# SRAM Red sprinters chainrings?



## cartmaniac (Jun 6, 2007)

So I need a new chainring because my Specialized chainring wore out and won't pickup on upshifts. I ordered a SRAM Red 53T because it looks cool, and everything else on the bike is Red. But now I hear rumblings about a "Sprinter" version that is stiffer. Anybody know if this is the standard ring now? The normal places and BTI catalog don't mention anything about a sprinters version.

Here are a couple links that mention the special version.
http://bernardcobb.blogspot.com/2009/04/sram-sprinter-rings.html
http://cgi.ebay.com/ws/eBayISAPI.dll?ViewItem&item=290356116688
http://www.quarq.us/store?page=shop...page.tpl&product_id=56&category_id=7&vmcchk=1

Bonus: Cool picture of failed Red chainring: http://weightweenies.starbike.com/forum/viewtopic.php?f=3&t=45556&start=16


----------



## irideti (Aug 13, 2002)

Sprinter ring has 'SPR' stamped/engraved/printed on the back side, in white. You can't miss it.


----------



## cartmaniac (Jun 6, 2007)

Cool, thanks for the info. I got my ring tonight, and sure enough there is a nice SPR on the back. It's reassuring to see that. Either I got lucky, or the Sprinter rings are the standard now.


----------



## freezing_snowman (Apr 13, 2009)

Yeap, i've uploaded a pic showing how the SPR ring looks like.


----------



## roadbike_moron (Sep 22, 2007)

cartmaniac said:


> Cool, thanks for the info. I got my ring tonight, and sure enough there is a nice SPR on the back. It's reassuring to see that. Either I got lucky, or the Sprinter rings are the standard now.

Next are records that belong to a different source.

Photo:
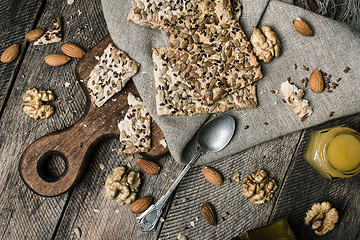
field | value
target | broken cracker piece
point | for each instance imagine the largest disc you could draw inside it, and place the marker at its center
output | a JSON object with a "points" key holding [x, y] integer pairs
{"points": [[53, 35], [174, 96], [110, 75], [135, 129], [293, 97]]}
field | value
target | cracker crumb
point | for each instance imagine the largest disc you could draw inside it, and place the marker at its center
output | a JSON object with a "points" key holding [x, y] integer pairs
{"points": [[163, 142], [129, 158], [101, 166]]}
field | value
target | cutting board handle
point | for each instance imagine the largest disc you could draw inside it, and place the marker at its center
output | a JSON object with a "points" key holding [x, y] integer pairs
{"points": [[73, 145]]}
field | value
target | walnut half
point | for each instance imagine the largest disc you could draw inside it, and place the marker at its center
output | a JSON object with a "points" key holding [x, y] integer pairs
{"points": [[122, 185], [322, 218], [34, 105], [266, 44], [259, 187]]}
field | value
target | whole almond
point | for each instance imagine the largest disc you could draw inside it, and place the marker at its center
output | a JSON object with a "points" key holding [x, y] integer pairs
{"points": [[56, 59], [302, 27], [72, 50], [34, 35], [213, 176], [209, 214], [141, 205], [148, 166], [316, 81], [10, 54]]}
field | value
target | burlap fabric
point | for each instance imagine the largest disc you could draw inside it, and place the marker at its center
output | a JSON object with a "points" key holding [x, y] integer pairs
{"points": [[334, 46]]}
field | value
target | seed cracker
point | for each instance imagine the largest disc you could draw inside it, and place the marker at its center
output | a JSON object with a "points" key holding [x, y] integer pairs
{"points": [[176, 97], [53, 35], [215, 45], [135, 129], [110, 75], [156, 13]]}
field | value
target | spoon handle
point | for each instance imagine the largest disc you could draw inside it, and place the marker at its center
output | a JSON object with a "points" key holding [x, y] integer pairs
{"points": [[162, 201]]}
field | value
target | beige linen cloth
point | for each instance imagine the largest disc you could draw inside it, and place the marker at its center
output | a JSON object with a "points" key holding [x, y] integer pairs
{"points": [[334, 47]]}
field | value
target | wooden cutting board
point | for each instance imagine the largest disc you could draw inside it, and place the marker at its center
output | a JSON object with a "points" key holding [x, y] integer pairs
{"points": [[76, 143]]}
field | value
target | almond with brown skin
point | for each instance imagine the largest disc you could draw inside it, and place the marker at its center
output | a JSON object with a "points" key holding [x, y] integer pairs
{"points": [[141, 205], [10, 54], [209, 214], [212, 175], [34, 35], [72, 50], [316, 81], [148, 166], [56, 59], [302, 27]]}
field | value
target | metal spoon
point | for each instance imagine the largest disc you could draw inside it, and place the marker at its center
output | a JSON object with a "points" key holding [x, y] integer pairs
{"points": [[212, 137]]}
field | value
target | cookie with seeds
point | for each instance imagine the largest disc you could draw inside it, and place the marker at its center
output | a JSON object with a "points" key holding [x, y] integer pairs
{"points": [[158, 13], [53, 35], [176, 97], [110, 75], [135, 128]]}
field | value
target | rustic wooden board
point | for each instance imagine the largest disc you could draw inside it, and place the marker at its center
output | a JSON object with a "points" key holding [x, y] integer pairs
{"points": [[17, 18], [25, 215], [99, 218], [273, 156], [75, 144]]}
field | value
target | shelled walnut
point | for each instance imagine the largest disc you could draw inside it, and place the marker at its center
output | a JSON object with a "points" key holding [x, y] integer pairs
{"points": [[259, 187], [266, 43], [322, 218], [122, 185], [34, 105]]}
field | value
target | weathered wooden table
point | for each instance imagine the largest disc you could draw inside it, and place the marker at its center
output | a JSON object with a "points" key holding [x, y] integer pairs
{"points": [[25, 215]]}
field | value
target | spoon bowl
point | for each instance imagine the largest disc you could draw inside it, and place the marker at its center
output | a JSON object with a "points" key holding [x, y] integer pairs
{"points": [[216, 133]]}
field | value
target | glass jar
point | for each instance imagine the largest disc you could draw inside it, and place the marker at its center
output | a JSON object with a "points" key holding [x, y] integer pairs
{"points": [[334, 152]]}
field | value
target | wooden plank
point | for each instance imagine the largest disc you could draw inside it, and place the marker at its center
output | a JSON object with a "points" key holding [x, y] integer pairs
{"points": [[243, 215], [25, 215], [100, 218], [17, 18], [303, 186]]}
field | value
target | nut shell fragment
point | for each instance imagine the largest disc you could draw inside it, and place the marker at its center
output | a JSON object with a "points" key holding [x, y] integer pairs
{"points": [[259, 187], [34, 105], [212, 175], [316, 81], [34, 34], [209, 214], [72, 50], [56, 59], [266, 43], [122, 185], [141, 205], [302, 27], [148, 166], [10, 54], [322, 218]]}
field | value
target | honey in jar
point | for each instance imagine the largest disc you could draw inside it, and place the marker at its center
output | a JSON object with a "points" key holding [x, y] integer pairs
{"points": [[334, 152]]}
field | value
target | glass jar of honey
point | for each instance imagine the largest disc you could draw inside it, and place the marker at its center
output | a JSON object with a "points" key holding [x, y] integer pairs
{"points": [[334, 152]]}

Did you buy it off of ebay?


----------



## mpk1996 (May 11, 2007)

where can you get the sprinter rings?


----------



## cartmaniac (Jun 6, 2007)

mpk1996 said:


> where can you get the sprinter rings?


I ordered mine from aebike. It's a standard BTI item. http://www.bti-usa.com/public/item/GS8783. I think the SPR version is all they sell now. I seemed to have gotten it automatically, anyway.


----------